- What is Base32H?
- What are some of Base32H’s use cases?
- What’s the Base32H “Alphabet” / digit set?
- Why does Base32H keep
L
/l
as its own digit? Won’t people mix upl
with1
andI
? - Are there any implementations of Base32H encoders/decoders?
- Can I use Base32H to encode binary data?
- I wrote a Base32H implementation and I’d like it included in that implementation list; how do I go about doing that?
- Does Base32H have a license?
What is Base32H?
Base32H is a format and digit set for base-32 / duotrigesimal numbers. It’s similar to – and inspired by – a design by Douglas Crockford, but with some minor tweaks to allow any (English) word to decode to a number and re-encode back into something mostly resembling itself.

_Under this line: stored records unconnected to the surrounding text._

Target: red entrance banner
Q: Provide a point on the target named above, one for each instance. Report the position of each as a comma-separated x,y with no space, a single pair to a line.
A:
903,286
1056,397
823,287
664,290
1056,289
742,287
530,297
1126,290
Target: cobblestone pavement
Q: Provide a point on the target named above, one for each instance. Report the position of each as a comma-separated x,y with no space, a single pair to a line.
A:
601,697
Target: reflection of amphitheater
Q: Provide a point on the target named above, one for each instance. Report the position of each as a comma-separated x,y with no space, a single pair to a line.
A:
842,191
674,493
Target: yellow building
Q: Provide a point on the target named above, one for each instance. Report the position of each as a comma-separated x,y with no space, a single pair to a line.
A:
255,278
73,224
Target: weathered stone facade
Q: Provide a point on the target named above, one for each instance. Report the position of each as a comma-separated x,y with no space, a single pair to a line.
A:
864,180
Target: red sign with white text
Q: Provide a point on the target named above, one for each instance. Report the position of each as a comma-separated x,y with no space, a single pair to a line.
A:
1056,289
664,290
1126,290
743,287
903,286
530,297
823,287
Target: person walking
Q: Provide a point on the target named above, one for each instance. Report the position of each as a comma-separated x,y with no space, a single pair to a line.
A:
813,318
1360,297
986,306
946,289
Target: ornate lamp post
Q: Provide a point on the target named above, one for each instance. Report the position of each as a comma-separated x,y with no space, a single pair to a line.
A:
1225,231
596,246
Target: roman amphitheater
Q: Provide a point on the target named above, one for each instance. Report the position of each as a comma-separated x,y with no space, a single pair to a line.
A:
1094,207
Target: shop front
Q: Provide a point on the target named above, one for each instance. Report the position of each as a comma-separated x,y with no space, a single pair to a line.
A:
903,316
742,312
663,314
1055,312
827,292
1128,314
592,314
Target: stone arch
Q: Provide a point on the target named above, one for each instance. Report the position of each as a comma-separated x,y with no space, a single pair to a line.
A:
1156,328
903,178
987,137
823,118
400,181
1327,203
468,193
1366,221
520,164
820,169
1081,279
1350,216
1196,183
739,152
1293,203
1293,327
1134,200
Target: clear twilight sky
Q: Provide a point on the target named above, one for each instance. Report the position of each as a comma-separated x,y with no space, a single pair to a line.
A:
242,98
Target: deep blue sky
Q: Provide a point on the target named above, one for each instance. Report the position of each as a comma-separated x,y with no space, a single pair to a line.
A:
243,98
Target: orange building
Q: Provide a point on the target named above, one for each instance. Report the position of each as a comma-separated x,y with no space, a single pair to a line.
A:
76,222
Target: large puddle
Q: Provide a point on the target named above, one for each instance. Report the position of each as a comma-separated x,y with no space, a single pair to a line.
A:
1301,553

What are some of Base32H’s use cases?
Base32H lends itself well to unique identifiers, coordinates/addresses, and other things that humans might frequently be reading/writing or dictating/hearing.
What’s the Base32H “Alphabet” / digit set?

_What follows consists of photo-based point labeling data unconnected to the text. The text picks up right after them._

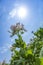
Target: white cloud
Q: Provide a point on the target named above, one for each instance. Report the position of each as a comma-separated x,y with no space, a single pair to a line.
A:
12,13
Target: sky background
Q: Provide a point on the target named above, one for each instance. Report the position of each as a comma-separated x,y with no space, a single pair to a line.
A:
32,22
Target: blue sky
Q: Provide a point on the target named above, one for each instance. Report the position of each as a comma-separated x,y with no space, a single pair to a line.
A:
32,22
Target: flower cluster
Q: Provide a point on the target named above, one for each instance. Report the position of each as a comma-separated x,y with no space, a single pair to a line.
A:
17,27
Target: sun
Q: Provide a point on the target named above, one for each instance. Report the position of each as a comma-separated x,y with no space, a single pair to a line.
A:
22,12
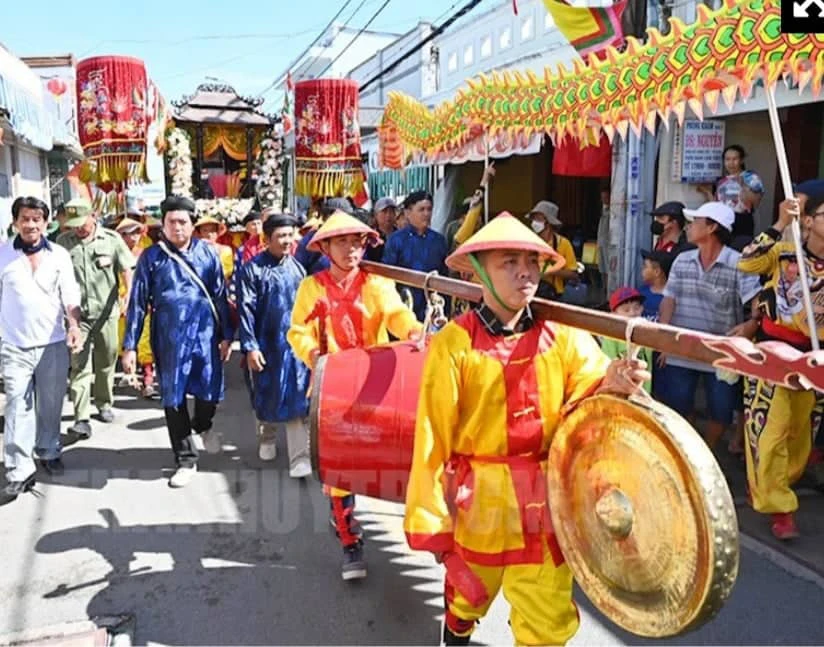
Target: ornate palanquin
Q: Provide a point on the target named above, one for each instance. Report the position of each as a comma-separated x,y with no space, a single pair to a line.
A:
225,132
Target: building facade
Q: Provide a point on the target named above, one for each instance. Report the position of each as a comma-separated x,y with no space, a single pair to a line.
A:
26,135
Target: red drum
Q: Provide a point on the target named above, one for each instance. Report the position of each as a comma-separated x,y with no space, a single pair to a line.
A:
362,418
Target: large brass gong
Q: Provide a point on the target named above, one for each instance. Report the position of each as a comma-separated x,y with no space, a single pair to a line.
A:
643,515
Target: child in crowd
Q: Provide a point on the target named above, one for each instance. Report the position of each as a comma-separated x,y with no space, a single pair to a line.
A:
626,302
654,274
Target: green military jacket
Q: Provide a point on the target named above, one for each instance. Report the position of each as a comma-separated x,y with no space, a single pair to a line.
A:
98,263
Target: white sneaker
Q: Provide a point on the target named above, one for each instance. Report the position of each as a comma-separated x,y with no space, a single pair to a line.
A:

In short: all the digits and all the uppercase letters on a US keyboard, except for I, O, S, and U (which are aliases for 1, 0, 5, and V, respectively); lowercase letters are aliases for their uppercase equivalents. All other characters are ignored when decoding (and not emitted when encoding).
Unlike some other base-32 systems, Base32H does not have a pad
character; instead, it’s assumed that any such padding is “implicit”

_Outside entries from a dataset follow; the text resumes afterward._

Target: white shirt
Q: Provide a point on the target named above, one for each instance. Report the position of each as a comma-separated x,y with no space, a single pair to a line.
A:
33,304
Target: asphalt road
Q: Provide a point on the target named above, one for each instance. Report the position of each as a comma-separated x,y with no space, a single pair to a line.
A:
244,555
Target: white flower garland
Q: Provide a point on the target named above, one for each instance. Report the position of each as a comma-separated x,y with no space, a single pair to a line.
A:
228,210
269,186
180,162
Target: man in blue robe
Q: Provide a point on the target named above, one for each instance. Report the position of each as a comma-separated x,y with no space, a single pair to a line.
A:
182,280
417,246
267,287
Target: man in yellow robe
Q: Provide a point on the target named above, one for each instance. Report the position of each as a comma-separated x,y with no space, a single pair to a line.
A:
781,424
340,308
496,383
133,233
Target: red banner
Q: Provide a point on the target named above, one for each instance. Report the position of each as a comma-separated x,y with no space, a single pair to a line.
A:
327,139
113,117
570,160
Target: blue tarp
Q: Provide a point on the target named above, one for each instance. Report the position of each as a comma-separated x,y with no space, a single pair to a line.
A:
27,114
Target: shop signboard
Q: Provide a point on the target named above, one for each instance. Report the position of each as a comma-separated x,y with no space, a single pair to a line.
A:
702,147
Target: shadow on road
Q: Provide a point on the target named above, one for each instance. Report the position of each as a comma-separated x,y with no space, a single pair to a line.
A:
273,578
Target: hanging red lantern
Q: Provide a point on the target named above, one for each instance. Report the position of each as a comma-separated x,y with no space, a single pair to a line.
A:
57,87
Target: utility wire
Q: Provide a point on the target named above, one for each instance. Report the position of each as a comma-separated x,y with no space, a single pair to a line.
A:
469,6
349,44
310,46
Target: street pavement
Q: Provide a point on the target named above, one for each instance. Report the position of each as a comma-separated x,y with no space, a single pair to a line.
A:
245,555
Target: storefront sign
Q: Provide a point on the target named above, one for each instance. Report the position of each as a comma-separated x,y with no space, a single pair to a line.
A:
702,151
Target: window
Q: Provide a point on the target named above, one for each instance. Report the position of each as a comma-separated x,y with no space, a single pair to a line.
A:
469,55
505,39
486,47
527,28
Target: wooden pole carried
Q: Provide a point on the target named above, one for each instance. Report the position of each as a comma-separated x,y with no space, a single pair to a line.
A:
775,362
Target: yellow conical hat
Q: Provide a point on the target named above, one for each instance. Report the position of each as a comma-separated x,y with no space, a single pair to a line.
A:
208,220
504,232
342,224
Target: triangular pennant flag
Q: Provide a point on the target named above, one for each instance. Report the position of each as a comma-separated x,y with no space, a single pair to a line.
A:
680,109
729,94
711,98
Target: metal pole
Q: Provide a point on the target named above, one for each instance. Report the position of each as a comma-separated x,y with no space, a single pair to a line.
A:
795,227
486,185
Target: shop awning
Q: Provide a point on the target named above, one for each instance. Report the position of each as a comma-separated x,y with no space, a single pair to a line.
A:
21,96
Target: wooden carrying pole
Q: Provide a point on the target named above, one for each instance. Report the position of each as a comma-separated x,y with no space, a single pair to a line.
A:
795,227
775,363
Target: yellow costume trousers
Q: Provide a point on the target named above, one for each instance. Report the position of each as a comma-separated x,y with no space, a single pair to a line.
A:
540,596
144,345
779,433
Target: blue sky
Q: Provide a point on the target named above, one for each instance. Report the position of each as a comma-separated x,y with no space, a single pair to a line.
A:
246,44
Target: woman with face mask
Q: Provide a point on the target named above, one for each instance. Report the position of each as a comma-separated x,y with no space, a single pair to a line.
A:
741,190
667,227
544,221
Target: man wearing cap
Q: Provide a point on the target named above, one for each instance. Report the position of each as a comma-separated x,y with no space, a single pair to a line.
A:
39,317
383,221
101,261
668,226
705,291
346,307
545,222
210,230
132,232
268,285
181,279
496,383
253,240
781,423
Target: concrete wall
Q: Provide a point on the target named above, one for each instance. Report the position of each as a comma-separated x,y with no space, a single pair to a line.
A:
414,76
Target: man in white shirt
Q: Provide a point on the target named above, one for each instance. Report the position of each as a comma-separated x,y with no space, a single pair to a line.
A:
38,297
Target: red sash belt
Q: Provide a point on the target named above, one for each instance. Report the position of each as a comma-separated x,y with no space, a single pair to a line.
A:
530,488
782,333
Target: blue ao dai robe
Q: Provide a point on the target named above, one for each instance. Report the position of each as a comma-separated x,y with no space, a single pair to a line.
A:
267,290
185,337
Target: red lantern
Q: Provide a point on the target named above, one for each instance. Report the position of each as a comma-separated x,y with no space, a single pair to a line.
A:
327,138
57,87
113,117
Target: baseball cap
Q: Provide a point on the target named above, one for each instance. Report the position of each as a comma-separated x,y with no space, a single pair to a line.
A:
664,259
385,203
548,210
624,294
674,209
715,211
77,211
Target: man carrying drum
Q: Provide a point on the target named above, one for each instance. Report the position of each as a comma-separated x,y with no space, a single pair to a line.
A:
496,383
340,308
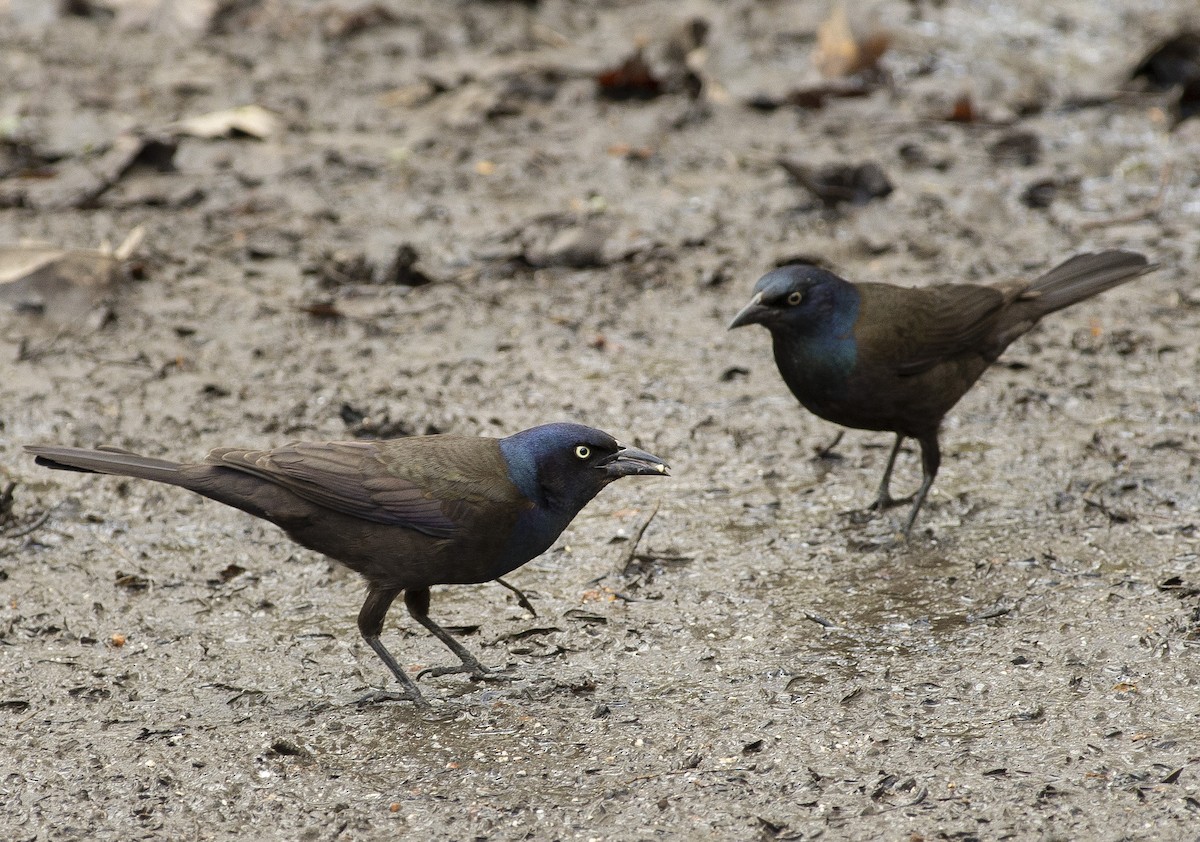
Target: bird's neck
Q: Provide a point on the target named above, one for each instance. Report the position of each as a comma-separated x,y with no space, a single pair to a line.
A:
816,358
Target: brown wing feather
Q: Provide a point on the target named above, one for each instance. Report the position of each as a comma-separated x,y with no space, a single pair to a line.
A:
922,328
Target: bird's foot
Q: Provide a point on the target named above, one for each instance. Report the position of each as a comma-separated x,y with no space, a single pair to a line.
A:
473,669
379,696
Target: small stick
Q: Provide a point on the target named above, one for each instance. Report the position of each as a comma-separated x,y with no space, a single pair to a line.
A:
522,600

in the left-most digit (that is: after decoding a Base32H number, it
is up to the application to pad any unused more-significant bits to
whatever boundary it sees fit). Base32H also does not have any
explicit support for check digits; however, since a Base32H decoder is
expected to ignore characters it does not recognize as digits, it is
straightforward for an application to define such a check digit for
itself (a period – .
– being a reasonable choice given its
relative safety in URLs), and it’s also of course possible to
incorporate any other sort of error correction
code just like
any ordinary number (since ultimately Base32H numbers are indeed
ordinary numbers).
The full digit set can be found in the Base32H specification.
Why does Base32H keep L
/l
as its own digit? Won’t people mix up l
with 1
and I
?
The Base32H encoding specification requires encoders to emit uppercase
letters exclusively, which should substantially mitigate the visual
confusion (since L
is much more distinct than l
). The only
situation where this assumption might fail is if someone writes or
types a Base32H number in lowercase and then has to read it again; the
best guard against this is to hand-write Base32H numbers in uppercase
exclusively (after all, your pen would be the “encoder” in this case),
and to type Base32H numbers into a decoder and save the re-encoded
output.
A very early version of Base32H separated L
from l
(making the
latter an alias of 1
alongside I
/i
), but that seemed more
confusing than helpful.
Are there any implementations of Base32H encoders/decoders?
Yes! This site includes a list of all known implementations, be they “official” or community-maintained. All official implementations can also be found on the Base32H GitHub organization, and are all licensed under the ISC License.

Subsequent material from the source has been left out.